Add x offset to poisson mixture model?

Hello,
I am very new to pymc3, and I’m trying to produce a poisson mixture model
The code I have so far is the following:

with pm.Model() as model:
    lam1 = pm.Exponential('lam1', lam=1)
    lam2 = pm.Exponential('lam2', lam=1)
    pois1 = pm.Poisson.dist(mu=lam1)
    pois2 = pm.Poisson.dist(mu=lam2)
    w = pm.Dirichlet('w',a=np.array([1.,1.]))
    like = pm.Mixture('like',w=w, comp_dists=[pois1,pois2],observed=new_stop_pos)
with model:
    trace = pm.sample(50000,n_init=10000,tune=10000)

I have two problems that I’m trying to solve. The first is that my model isn’t converging at all. When I produce a traceplot I see the following:

The second is that I’m hoping to add x offsets to the model, such that instead of starting at 0 each of the poisson distributions are offset by some x value that we model. I suspect that these two problems might be related.
I found the following post ( How to specify offset in poisson regression? ) that seems to be looking at how to add an offset, but I’m a little confused about whats actually being done there, and I’m not sure it’s solving the same problem. I’d appreciate any feedback or help about getting the model to converge or adding an offset to the data. Thank you in advance !

Poisson regression is not the same as a poisson mixture model - for adding a offset I think doing pois1 = pm.Poisson.dist(mu=lam1+offset) is enough

Thank you for your response. I’m afraid I don’t understand though.
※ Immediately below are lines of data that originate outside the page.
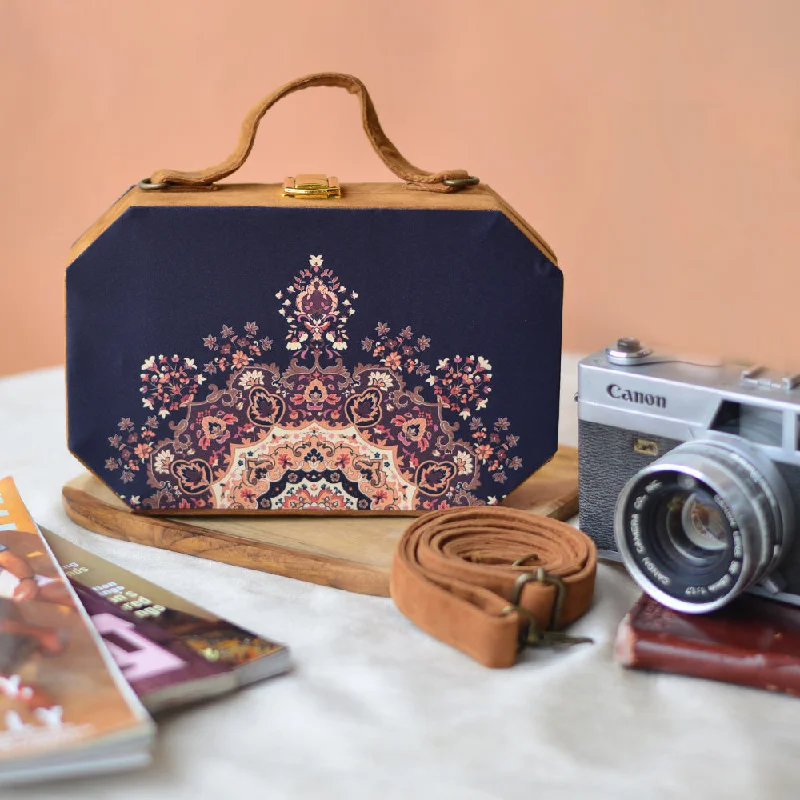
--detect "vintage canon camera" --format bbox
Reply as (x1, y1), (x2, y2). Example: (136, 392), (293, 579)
(578, 337), (800, 613)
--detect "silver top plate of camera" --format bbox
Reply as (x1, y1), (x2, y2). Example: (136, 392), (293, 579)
(579, 338), (800, 464)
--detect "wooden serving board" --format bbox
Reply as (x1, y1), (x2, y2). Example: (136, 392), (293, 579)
(62, 446), (578, 597)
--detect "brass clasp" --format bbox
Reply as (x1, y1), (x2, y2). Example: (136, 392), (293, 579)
(501, 568), (593, 649)
(282, 174), (341, 199)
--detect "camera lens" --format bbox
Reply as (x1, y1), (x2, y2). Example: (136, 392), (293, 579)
(679, 491), (728, 552)
(663, 483), (728, 561)
(614, 436), (794, 613)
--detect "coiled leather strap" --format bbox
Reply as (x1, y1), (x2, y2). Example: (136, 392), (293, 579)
(390, 508), (597, 668)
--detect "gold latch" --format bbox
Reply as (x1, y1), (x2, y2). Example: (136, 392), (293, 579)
(282, 174), (341, 199)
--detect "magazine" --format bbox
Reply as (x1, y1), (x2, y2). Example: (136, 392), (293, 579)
(42, 531), (291, 712)
(0, 477), (153, 785)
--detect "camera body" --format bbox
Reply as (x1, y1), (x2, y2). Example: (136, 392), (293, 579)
(578, 338), (800, 612)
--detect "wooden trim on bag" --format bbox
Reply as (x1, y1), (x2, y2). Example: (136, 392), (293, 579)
(67, 183), (557, 266)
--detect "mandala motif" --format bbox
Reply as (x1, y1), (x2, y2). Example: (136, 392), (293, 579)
(105, 254), (523, 511)
(210, 424), (417, 510)
(278, 260), (353, 357)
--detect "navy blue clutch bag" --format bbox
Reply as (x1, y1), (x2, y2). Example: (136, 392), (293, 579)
(66, 73), (562, 514)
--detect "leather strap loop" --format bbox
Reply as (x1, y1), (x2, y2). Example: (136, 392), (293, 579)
(148, 72), (474, 193)
(390, 508), (597, 668)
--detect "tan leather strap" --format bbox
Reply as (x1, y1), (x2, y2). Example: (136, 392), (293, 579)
(148, 72), (475, 193)
(390, 508), (597, 668)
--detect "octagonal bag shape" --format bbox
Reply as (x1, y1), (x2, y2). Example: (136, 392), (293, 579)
(66, 73), (562, 515)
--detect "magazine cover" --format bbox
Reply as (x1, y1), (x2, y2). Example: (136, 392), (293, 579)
(43, 530), (290, 712)
(0, 477), (153, 784)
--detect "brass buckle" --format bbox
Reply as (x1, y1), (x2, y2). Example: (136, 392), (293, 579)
(501, 568), (593, 648)
(282, 174), (341, 199)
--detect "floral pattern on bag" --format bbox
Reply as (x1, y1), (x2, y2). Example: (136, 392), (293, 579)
(105, 255), (523, 511)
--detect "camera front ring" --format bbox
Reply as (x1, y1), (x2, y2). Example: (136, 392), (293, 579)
(614, 434), (794, 613)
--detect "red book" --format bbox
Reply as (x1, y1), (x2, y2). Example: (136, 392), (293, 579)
(616, 593), (800, 697)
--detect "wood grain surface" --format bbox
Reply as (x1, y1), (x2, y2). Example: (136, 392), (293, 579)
(62, 446), (578, 597)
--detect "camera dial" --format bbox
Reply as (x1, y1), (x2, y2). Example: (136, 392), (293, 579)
(605, 337), (652, 366)
(614, 433), (794, 613)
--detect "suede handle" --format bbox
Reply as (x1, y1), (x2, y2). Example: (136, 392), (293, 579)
(390, 507), (597, 668)
(147, 72), (476, 193)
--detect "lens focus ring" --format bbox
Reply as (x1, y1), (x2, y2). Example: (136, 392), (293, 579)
(613, 435), (793, 613)
(675, 441), (783, 583)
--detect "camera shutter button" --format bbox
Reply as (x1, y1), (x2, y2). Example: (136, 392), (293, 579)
(606, 337), (652, 365)
(617, 337), (642, 352)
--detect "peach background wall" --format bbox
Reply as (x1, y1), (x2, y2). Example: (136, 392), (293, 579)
(0, 0), (798, 377)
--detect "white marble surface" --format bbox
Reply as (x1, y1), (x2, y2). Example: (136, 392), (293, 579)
(2, 357), (796, 800)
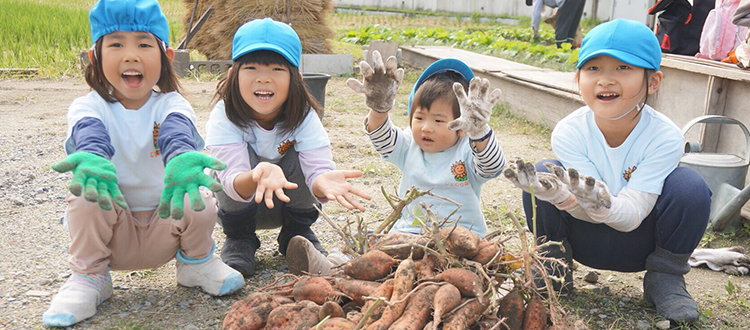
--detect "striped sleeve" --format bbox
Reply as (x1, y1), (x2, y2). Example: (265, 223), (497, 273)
(586, 186), (658, 232)
(364, 117), (399, 158)
(471, 130), (506, 178)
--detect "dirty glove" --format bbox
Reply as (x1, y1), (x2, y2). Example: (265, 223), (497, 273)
(346, 50), (404, 113)
(448, 77), (502, 140)
(547, 163), (612, 213)
(689, 247), (750, 276)
(503, 159), (570, 204)
(52, 151), (128, 211)
(158, 151), (226, 220)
Won’t adding the offset directly to the mu of the Poisson distribution be equivalent to adding to the lambda of the Poisson distribution and not the same as offsetting by some x? or am I not understanding what the mu parameter in the Poisson.dist() function is doing?

Well, in a Poisson regression, the offset is added to your linear prediction which parameterized as mu and then transformed to the parameter for Poission (ie. lambda), so yes, they are some what equivalent. But again, here you have a mixture model without linear prediction. You can have a look at a model that is a mixture regression model: Gaussian Mixture of regression - #2 by junpenglao

Okay, I think I understand. I changed my code to the following:

with pm.Model() as model:
    lam1 = pm.Exponential('lam1', lam=1.)
    offset1 = pm.Categorical('offset1',p=[0.1 for x in range(max(new_stop_pos))])
    lam2 = pm.Exponential('lam2', lam=1.)
    offset2 = pm.Categorical('offset2',p=[0.1 for x in range(max(new_stop_pos))])
    pois1 = pm.Poisson.dist(mu=lam1+offset1)
    pois2 = pm.Poisson.dist(mu=lam2+offset2)
    w = pm.Dirichlet('w',a=np.array([1.,1.]))
    like = pm.Mixture('like',w=w,comp_dists=[pois1,pois2],observed=new_stop_pos)
with model:
    trace = pm.sample(50000,n_init=10000,tune=100000)
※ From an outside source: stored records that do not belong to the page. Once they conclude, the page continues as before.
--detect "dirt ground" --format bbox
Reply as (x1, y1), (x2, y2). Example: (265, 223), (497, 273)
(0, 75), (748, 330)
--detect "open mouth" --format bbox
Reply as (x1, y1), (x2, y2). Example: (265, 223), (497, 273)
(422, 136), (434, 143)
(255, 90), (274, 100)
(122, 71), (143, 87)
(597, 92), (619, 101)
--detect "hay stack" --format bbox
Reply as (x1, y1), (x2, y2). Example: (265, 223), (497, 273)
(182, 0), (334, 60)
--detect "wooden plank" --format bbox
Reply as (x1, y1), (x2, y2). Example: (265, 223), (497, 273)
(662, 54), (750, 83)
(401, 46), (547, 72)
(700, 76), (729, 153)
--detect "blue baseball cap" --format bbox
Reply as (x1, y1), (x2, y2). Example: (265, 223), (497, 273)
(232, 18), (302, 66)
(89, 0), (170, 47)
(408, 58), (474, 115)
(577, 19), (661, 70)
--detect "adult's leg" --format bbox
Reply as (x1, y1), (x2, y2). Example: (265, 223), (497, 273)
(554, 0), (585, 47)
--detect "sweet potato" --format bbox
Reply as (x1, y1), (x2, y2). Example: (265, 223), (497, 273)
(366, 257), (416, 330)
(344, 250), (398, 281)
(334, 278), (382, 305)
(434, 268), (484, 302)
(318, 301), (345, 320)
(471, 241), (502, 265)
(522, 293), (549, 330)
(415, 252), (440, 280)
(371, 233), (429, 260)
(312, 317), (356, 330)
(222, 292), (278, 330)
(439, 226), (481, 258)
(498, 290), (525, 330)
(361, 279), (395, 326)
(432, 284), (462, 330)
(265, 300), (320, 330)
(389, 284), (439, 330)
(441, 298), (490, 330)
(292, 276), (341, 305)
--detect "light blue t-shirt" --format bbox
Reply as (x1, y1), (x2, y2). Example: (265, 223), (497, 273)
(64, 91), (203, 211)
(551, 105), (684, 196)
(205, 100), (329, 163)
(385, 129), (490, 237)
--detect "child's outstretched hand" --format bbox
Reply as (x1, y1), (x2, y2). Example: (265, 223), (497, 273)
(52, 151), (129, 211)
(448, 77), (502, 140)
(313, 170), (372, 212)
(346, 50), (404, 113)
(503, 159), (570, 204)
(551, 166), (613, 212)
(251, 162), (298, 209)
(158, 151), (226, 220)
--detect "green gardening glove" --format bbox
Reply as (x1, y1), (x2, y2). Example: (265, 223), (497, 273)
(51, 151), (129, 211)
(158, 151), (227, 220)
I’m still not seeing convergence though. The new traceplot looks like this:

Should I be doing something different in order to get better convergence?
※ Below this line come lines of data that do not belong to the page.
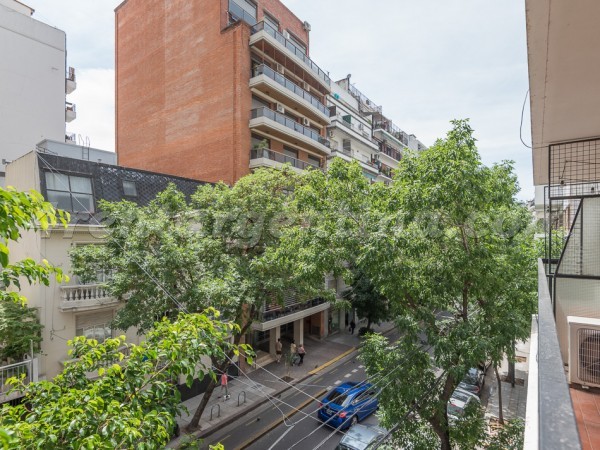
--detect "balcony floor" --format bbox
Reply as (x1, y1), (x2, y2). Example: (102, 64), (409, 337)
(571, 386), (600, 449)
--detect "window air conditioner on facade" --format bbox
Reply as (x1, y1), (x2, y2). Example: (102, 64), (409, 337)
(303, 82), (310, 91)
(276, 103), (285, 114)
(276, 63), (285, 74)
(302, 117), (310, 126)
(568, 316), (600, 388)
(283, 30), (291, 39)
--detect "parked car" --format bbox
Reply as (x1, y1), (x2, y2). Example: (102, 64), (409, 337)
(447, 388), (480, 422)
(460, 367), (485, 395)
(318, 382), (379, 430)
(336, 424), (386, 450)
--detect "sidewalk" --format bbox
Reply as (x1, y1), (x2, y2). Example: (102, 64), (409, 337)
(170, 321), (396, 447)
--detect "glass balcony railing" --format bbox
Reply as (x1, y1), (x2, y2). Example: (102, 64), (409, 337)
(252, 65), (329, 117)
(228, 0), (257, 26)
(373, 120), (409, 146)
(250, 148), (322, 171)
(257, 297), (327, 322)
(251, 107), (330, 149)
(250, 21), (331, 87)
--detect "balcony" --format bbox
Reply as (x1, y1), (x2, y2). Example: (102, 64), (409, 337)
(227, 0), (257, 26)
(252, 297), (330, 332)
(65, 102), (76, 123)
(250, 21), (331, 91)
(380, 143), (402, 162)
(66, 66), (77, 94)
(250, 107), (330, 155)
(373, 120), (409, 149)
(59, 284), (120, 311)
(250, 64), (330, 123)
(250, 148), (323, 173)
(0, 358), (38, 403)
(331, 115), (379, 149)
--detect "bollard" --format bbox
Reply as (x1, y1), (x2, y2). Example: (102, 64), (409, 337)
(238, 390), (247, 406)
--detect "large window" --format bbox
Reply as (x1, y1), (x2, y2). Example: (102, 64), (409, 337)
(283, 146), (299, 159)
(263, 11), (279, 31)
(287, 31), (307, 55)
(45, 172), (95, 213)
(76, 310), (114, 344)
(229, 0), (257, 25)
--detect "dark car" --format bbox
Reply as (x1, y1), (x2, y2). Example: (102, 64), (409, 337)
(460, 367), (485, 395)
(318, 382), (379, 430)
(336, 424), (386, 450)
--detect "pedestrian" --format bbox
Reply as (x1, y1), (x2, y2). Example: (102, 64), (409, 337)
(350, 320), (356, 335)
(297, 344), (306, 366)
(276, 338), (283, 363)
(220, 371), (229, 399)
(290, 340), (297, 365)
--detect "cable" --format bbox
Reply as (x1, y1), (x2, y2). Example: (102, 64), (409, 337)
(519, 89), (532, 149)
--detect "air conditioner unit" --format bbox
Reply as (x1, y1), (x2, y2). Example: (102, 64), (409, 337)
(276, 103), (285, 114)
(283, 30), (291, 39)
(302, 117), (310, 126)
(568, 316), (600, 388)
(358, 123), (364, 131)
(303, 81), (310, 91)
(328, 130), (335, 138)
(276, 63), (285, 74)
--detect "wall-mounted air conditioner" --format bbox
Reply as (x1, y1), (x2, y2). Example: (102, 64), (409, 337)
(328, 130), (335, 138)
(302, 118), (310, 126)
(283, 31), (291, 39)
(303, 82), (310, 92)
(276, 63), (285, 74)
(568, 316), (600, 388)
(276, 103), (285, 114)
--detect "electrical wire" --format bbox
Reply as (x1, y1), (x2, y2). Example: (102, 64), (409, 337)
(519, 89), (532, 149)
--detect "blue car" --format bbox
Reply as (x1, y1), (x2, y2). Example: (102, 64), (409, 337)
(318, 382), (379, 430)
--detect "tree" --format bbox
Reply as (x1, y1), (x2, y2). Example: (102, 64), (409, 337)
(0, 310), (243, 449)
(0, 187), (69, 364)
(273, 121), (537, 449)
(343, 270), (389, 332)
(70, 168), (330, 430)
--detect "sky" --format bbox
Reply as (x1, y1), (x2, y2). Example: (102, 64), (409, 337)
(26, 0), (534, 200)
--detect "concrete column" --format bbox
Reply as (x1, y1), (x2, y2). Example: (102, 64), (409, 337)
(294, 318), (304, 345)
(269, 326), (281, 356)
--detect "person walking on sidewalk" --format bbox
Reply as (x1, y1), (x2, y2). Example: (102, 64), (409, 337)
(220, 372), (229, 400)
(275, 338), (283, 363)
(297, 344), (306, 366)
(350, 320), (356, 335)
(290, 340), (297, 366)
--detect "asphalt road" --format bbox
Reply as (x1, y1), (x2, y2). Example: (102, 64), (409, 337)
(201, 345), (387, 450)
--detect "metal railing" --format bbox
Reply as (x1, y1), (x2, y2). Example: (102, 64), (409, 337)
(373, 120), (409, 146)
(228, 0), (257, 26)
(250, 21), (331, 86)
(0, 360), (32, 394)
(333, 115), (379, 146)
(347, 83), (382, 114)
(252, 64), (328, 116)
(380, 143), (402, 162)
(250, 107), (330, 149)
(258, 297), (327, 322)
(250, 148), (322, 171)
(67, 66), (76, 82)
I think I figured it out, the model wasn’t converging because the offsets were occasionally changing by one or two and the lambdas had to adjust when that happened. If I model once to get the approximate offsets, then model again with the offsets fixed, I get good convergence.

  1. You should change the pm.Categorical to a continuous variable (e.g., Uniform), it helps convergence.
  2. Mixture model is difficult to sample, have a look at How to improve fit of Poisson Mixture Model in PyMC3?

Sounds good, I have switched to a Uniform distribution rather than a Categorical one for the offsets. Thank you so much you’ve been very helpful.